Thursday 2 April 2020 6:05 pm

BBC to reshow London 2012 Olympics as sports schedule collapses

The BBC will reshow the London 2012 Olympics as the broadcaster battles to fill holes in its schedule caused by the cancellation of sporting events.

The opening ceremony will air on BBC One and iPlayer this spring alongside a selection of highlights, including the so-called Super Saturday, when Team GB won six gold medals in a single day.

Read more: Wimbledon tennis championships cancelled over coronavirus

Following the cancellation of Euro 2020, the broadcaster will also air some of England’s most memorable footballing moments in June and July, including the best of Euro ‘96.

Some of the greatest matches in Wimbledon history — including Andy Murray’s 2013 victory — will hit screens in July in place of this year’s cancelled tennis championship.

Snooker and cricket fans will also be able to enjoy a selection of memorable moments from the archives.

The bumper schedule marks the BBC’s efforts to find programming to fill vast gaps in its schedule as sporting events around the world have been shelved due to the coronavirus outbreak.

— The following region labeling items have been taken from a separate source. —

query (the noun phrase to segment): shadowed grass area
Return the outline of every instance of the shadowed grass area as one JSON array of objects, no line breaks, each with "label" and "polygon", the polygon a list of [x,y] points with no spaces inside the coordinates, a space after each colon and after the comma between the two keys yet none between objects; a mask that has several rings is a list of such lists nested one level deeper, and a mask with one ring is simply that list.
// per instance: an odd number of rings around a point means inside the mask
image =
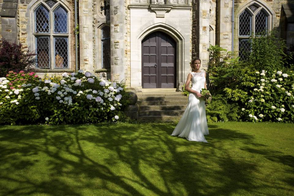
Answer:
[{"label": "shadowed grass area", "polygon": [[0,126],[1,195],[294,195],[294,125]]}]

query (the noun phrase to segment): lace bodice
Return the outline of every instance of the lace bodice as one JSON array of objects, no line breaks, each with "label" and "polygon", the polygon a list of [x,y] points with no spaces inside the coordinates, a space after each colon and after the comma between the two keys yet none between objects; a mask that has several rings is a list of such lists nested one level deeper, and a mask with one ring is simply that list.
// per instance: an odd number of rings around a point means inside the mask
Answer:
[{"label": "lace bodice", "polygon": [[192,75],[192,78],[191,80],[192,82],[192,89],[195,90],[198,90],[199,91],[201,89],[204,88],[204,84],[205,83],[206,79],[205,78],[205,72],[203,71],[202,71],[200,72],[191,72]]}]

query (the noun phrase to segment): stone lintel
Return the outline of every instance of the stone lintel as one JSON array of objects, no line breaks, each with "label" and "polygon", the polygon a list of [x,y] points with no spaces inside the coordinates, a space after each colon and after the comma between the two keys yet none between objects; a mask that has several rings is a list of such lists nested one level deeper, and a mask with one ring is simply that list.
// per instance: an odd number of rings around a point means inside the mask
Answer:
[{"label": "stone lintel", "polygon": [[164,18],[166,13],[171,11],[172,5],[153,5],[149,6],[149,8],[156,13],[156,17]]}]

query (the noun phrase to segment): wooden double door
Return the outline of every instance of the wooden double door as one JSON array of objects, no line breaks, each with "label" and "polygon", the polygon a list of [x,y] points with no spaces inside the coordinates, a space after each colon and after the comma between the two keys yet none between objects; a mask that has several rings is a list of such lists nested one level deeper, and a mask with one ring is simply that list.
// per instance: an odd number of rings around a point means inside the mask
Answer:
[{"label": "wooden double door", "polygon": [[154,32],[142,42],[143,88],[174,88],[176,43],[168,35]]}]

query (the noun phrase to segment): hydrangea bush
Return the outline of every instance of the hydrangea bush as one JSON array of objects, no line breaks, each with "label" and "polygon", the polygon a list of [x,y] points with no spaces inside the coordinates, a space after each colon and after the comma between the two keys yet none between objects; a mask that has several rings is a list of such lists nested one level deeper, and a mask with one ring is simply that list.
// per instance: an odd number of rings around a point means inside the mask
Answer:
[{"label": "hydrangea bush", "polygon": [[64,73],[58,83],[32,72],[10,74],[19,79],[13,78],[11,88],[11,76],[0,79],[0,124],[96,123],[123,117],[127,101],[123,84],[82,70]]},{"label": "hydrangea bush", "polygon": [[294,123],[294,73],[281,71],[256,72],[258,81],[243,100],[245,119]]}]

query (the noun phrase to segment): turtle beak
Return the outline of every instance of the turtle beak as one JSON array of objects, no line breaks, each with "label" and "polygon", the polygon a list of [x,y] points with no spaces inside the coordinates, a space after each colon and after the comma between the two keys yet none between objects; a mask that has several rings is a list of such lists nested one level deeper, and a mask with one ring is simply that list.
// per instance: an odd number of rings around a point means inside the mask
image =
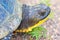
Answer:
[{"label": "turtle beak", "polygon": [[38,11],[38,14],[40,15],[40,19],[45,19],[50,14],[51,9],[47,7],[46,9],[42,8]]}]

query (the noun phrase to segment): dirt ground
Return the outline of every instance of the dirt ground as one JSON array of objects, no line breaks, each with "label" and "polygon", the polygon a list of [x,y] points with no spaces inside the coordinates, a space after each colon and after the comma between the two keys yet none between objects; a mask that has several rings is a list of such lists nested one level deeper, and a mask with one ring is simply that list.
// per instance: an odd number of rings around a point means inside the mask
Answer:
[{"label": "dirt ground", "polygon": [[[51,10],[54,12],[54,18],[49,19],[43,24],[47,29],[47,38],[39,40],[60,40],[60,0],[51,0]],[[17,36],[14,40],[31,40],[31,36]],[[32,39],[35,40],[35,39]]]}]

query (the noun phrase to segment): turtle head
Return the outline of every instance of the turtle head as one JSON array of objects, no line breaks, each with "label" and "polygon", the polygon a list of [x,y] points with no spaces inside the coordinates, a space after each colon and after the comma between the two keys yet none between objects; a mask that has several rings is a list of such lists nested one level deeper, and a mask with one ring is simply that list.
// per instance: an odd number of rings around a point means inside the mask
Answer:
[{"label": "turtle head", "polygon": [[50,8],[45,4],[39,4],[35,6],[23,5],[23,16],[25,18],[40,21],[46,18],[50,14]]}]

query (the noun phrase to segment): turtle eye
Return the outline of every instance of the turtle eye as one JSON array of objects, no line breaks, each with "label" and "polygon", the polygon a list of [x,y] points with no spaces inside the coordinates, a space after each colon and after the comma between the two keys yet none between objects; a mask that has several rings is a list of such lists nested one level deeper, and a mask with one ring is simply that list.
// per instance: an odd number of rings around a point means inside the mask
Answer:
[{"label": "turtle eye", "polygon": [[45,13],[46,13],[46,10],[41,10],[41,11],[38,12],[38,14],[39,14],[40,16],[44,16]]}]

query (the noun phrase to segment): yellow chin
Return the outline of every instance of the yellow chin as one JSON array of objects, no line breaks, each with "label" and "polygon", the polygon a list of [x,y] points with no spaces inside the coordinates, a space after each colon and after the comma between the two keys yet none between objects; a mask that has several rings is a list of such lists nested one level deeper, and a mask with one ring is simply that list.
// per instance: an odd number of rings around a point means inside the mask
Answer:
[{"label": "yellow chin", "polygon": [[45,21],[47,21],[48,20],[48,18],[45,18],[45,19],[43,19],[43,20],[41,20],[41,21],[39,21],[37,24],[35,24],[34,26],[31,26],[31,27],[28,27],[27,29],[21,29],[21,30],[16,30],[15,32],[17,33],[19,33],[19,32],[29,32],[29,31],[32,31],[32,29],[33,28],[35,28],[35,27],[37,27],[37,26],[39,26],[39,25],[41,25],[41,24],[43,24]]}]

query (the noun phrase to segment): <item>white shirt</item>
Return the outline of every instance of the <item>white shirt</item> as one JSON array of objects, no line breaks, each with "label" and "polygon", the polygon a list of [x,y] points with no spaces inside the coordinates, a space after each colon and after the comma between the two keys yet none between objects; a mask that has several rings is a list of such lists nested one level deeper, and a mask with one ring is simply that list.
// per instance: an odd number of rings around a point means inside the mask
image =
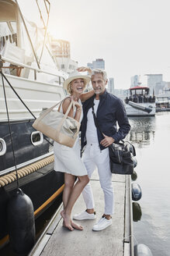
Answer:
[{"label": "white shirt", "polygon": [[[94,100],[94,112],[96,115],[97,108],[99,104],[99,100]],[[87,130],[86,130],[86,140],[87,144],[91,143],[99,143],[98,137],[97,137],[97,129],[95,125],[93,115],[92,115],[92,108],[90,108],[88,112],[87,115]]]}]

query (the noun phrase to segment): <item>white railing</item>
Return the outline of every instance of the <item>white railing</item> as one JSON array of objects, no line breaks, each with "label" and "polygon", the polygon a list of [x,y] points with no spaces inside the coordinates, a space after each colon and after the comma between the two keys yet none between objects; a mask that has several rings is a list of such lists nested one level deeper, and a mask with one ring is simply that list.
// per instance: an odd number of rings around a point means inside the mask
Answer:
[{"label": "white railing", "polygon": [[2,59],[2,61],[5,61],[5,62],[9,62],[11,64],[19,66],[19,67],[34,70],[34,71],[38,72],[38,73],[47,73],[48,75],[52,75],[52,76],[54,76],[62,77],[64,80],[67,79],[67,74],[64,73],[64,72],[61,72],[61,71],[57,71],[57,70],[56,70],[55,73],[47,72],[47,71],[45,71],[45,70],[43,70],[43,69],[37,69],[37,68],[32,67],[29,65],[26,65],[26,64],[23,64],[23,63],[21,63],[21,62],[16,62],[16,61],[14,61],[12,59],[10,59],[9,58],[3,57],[2,55],[0,55],[0,59]]}]

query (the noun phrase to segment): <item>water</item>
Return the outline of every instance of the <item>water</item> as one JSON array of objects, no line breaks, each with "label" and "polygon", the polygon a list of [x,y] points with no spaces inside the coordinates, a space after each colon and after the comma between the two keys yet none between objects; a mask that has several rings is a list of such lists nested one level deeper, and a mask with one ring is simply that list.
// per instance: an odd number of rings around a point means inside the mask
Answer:
[{"label": "water", "polygon": [[[136,148],[138,162],[134,182],[142,189],[142,197],[137,201],[142,215],[140,221],[134,222],[134,244],[146,244],[153,256],[170,256],[170,112],[130,118],[130,122],[127,139]],[[36,238],[57,206],[54,204],[36,220]],[[10,246],[0,254],[15,255]]]},{"label": "water", "polygon": [[144,244],[154,256],[170,255],[170,112],[130,118],[128,139],[137,151],[137,202],[142,215],[134,222],[134,244]]},{"label": "water", "polygon": [[[51,204],[48,209],[47,209],[42,215],[37,218],[35,221],[36,226],[36,241],[39,239],[50,219],[52,219],[54,214],[59,208],[62,201],[62,196],[59,196],[56,201]],[[8,244],[5,247],[0,251],[1,256],[18,256],[15,254],[11,247],[10,243]]]}]

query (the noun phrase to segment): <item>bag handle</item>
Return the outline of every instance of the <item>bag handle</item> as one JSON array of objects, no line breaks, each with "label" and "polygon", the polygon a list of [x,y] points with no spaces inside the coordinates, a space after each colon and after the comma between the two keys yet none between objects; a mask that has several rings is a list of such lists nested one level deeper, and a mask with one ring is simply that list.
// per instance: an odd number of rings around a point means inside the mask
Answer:
[{"label": "bag handle", "polygon": [[[45,111],[45,112],[44,112],[40,116],[39,120],[41,120],[42,119],[43,119],[43,117],[45,117],[48,113],[50,113],[50,112],[51,112],[55,107],[57,107],[57,105],[61,104],[64,100],[65,100],[65,98],[64,98],[61,101],[57,102],[57,104],[55,104],[55,105],[53,105],[52,107],[47,108],[47,110],[46,110],[46,111]],[[72,101],[73,101],[73,100],[72,100]],[[71,104],[69,105],[69,106],[68,106],[68,109],[69,109],[69,110],[68,110],[68,111],[66,112],[65,115],[69,113],[69,111],[71,110],[71,108],[72,104],[73,104],[72,101],[71,101]],[[65,115],[64,115],[64,116],[65,116]],[[67,117],[67,116],[66,116],[66,117]]]},{"label": "bag handle", "polygon": [[[63,125],[64,120],[66,119],[66,118],[68,117],[68,113],[69,113],[69,112],[70,112],[71,108],[72,107],[72,105],[73,105],[73,108],[75,108],[75,101],[74,100],[71,100],[71,102],[69,105],[69,106],[68,106],[68,109],[67,109],[67,111],[66,111],[66,112],[65,112],[63,119],[61,120],[61,123],[60,123],[60,124],[59,124],[59,126],[58,126],[58,127],[57,129],[57,131],[60,131],[61,130],[62,125]],[[82,108],[81,108],[81,113],[82,113]],[[77,132],[75,133],[74,137],[76,137],[77,134],[79,133],[79,127],[80,127],[80,123],[78,121],[77,121],[77,120],[75,120],[75,122],[78,124],[78,129]]]}]

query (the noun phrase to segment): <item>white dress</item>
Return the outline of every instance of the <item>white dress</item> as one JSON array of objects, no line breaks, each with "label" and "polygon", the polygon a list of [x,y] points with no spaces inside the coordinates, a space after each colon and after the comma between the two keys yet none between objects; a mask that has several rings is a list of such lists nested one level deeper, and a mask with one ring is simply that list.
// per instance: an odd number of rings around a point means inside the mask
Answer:
[{"label": "white dress", "polygon": [[[82,106],[80,100],[78,101],[78,103]],[[63,112],[62,105],[61,106],[60,112]],[[75,115],[75,109],[74,110],[74,115]],[[83,113],[82,111],[79,122],[82,121],[82,116]],[[87,175],[87,170],[80,157],[80,148],[78,137],[73,148],[69,148],[54,141],[54,170],[74,176]]]}]

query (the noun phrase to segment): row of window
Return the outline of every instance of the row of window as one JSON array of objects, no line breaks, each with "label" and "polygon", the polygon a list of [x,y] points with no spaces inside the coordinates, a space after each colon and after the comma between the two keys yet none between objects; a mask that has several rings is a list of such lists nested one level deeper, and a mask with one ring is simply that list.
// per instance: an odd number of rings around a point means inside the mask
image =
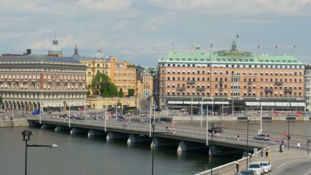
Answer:
[{"label": "row of window", "polygon": [[272,68],[272,69],[304,69],[304,65],[262,65],[262,64],[182,64],[164,63],[161,67],[196,67],[196,68]]},{"label": "row of window", "polygon": [[[175,78],[177,78],[176,79]],[[196,81],[195,80],[195,77],[183,77],[181,78],[181,81],[186,81],[186,79],[187,78],[187,81]],[[210,77],[207,77],[207,78],[206,79],[207,81],[210,81]],[[294,81],[293,81],[293,79],[292,78],[289,78],[289,81],[288,82],[298,82],[297,81],[297,78],[294,78]],[[162,77],[162,80],[164,80],[164,77]],[[228,81],[228,79],[227,78],[219,78],[218,79],[218,77],[216,77],[215,78],[215,81]],[[269,82],[269,79],[268,78],[265,78],[265,82]],[[168,81],[170,81],[171,80],[171,78],[170,77],[167,77],[167,80]],[[177,81],[181,81],[181,77],[172,77],[172,79],[171,80],[173,81],[175,81],[175,80],[177,80]],[[205,81],[205,77],[197,77],[196,78],[196,81]],[[240,80],[240,78],[231,78],[231,81],[232,82],[239,82]],[[278,79],[278,78],[275,78],[274,79],[274,81],[273,81],[273,78],[270,78],[270,82],[283,82],[283,79],[282,78],[280,78],[280,79]],[[284,82],[287,82],[287,78],[285,78],[284,79]],[[248,79],[247,79],[247,78],[244,78],[244,81],[245,82],[257,82],[256,81],[256,78],[253,78],[252,79],[251,78],[249,78]],[[259,82],[259,81],[258,81]],[[263,78],[260,78],[260,82],[263,82]],[[302,82],[302,79],[301,78],[299,78],[299,82]]]},{"label": "row of window", "polygon": [[[175,96],[175,95],[177,95],[177,96],[205,96],[205,92],[199,92],[197,91],[196,92],[196,93],[195,93],[195,91],[192,91],[191,93],[190,93],[190,91],[188,91],[187,93],[185,93],[185,92],[180,92],[177,91],[177,93],[176,93],[174,91],[172,91],[171,94],[170,91],[168,91],[166,95],[167,96],[170,96],[170,95],[172,95],[172,96]],[[164,96],[164,91],[162,91],[162,94],[161,94],[161,95],[162,96]],[[239,93],[235,93],[234,92],[231,92],[231,96],[240,96],[240,94]],[[284,93],[284,96],[285,97],[292,97],[292,93],[286,93],[285,92]],[[294,97],[302,97],[302,93],[298,93],[298,96],[297,96],[297,93],[295,92],[294,93]],[[211,95],[211,93],[210,93],[209,91],[208,91],[206,93],[206,95],[208,96],[210,96]],[[222,93],[222,92],[219,92],[219,93],[218,93],[218,92],[215,92],[215,94],[214,94],[214,96],[228,96],[228,94],[227,92],[225,92],[225,93]],[[246,96],[246,97],[250,97],[250,96],[253,96],[253,97],[257,97],[256,94],[256,92],[253,92],[253,93],[252,93],[251,92],[249,92],[248,93],[247,93],[246,92],[244,92],[244,93],[243,93],[243,96]],[[264,94],[263,92],[260,92],[260,96],[264,96]],[[274,94],[274,95],[273,95],[273,93],[264,93],[264,96],[267,97],[282,97],[283,96],[283,93],[280,92],[279,93],[276,92]]]},{"label": "row of window", "polygon": [[[224,71],[225,72],[225,71]],[[162,70],[162,74],[164,74],[164,70]],[[171,73],[171,71],[170,70],[167,70],[167,74],[170,74]],[[173,74],[174,74],[176,73],[176,72],[174,70],[173,70],[172,71],[172,73]],[[217,72],[217,71],[214,71],[214,75],[217,75],[217,73],[219,73],[219,75],[229,75],[229,71],[226,71],[226,72],[223,72],[223,71],[219,71],[219,72]],[[226,73],[226,74],[225,74]],[[234,71],[231,71],[231,75],[235,75],[235,72]],[[239,71],[238,71],[236,73],[236,75],[283,75],[283,72],[280,72],[279,73],[278,72],[275,72],[274,73],[273,73],[273,72],[270,72],[270,73],[269,72],[265,72],[265,73],[264,73],[263,72],[260,72],[260,73],[259,73],[259,72],[257,73],[257,72],[255,72],[253,73],[253,74],[252,74],[252,72],[249,72],[248,73],[247,73],[246,72],[243,72],[242,73],[241,73]],[[181,74],[181,71],[177,71],[177,74]],[[186,71],[183,71],[182,72],[182,74],[186,74]],[[192,71],[192,72],[191,72],[190,71],[187,71],[187,74],[205,74],[205,71],[196,71],[196,72],[195,72],[195,71]],[[207,71],[207,75],[210,75],[211,74],[211,72],[210,71]],[[299,74],[299,75],[302,75],[302,72],[295,72],[294,73],[294,75],[298,75]],[[284,72],[284,75],[288,75],[288,73],[287,72]],[[293,72],[290,72],[290,75],[293,75]]]}]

“In these unprecedented and difficult times we are delighted to bring some of the most incredible sporting events from years gone by to our audiences over the next few months,” said BBC director of sport Barbara Slater.

“From glorious moments at the Olympics including the magic of London 2012, thrilling Euro ’96 matches, wonderful Wimbledon moments and the best of World Championship snooker, there is something for everyone to enjoy.”

BBC Sport will also offer a range of podcasts, including the fourth series of the That Peter Crouch Podcast and a brand new Question Of Sport podcast, which will also be broadcast on Saturday afternoons on Radio 5 live.

Read more: Coronavirus: BBC overhauls broadcast plans to tackle outbreak

In addition to the dearth of sporting events, the BBC is also battling a squeeze on entertainment programming as producers have been forced to halt filming on shows such as Line of Duty and Eastenders due to the pandemic.

However, the public service broadcaster has said it is committed to keeping the public informed and entertained during the crisis, and has launched a raft of news and culture programming.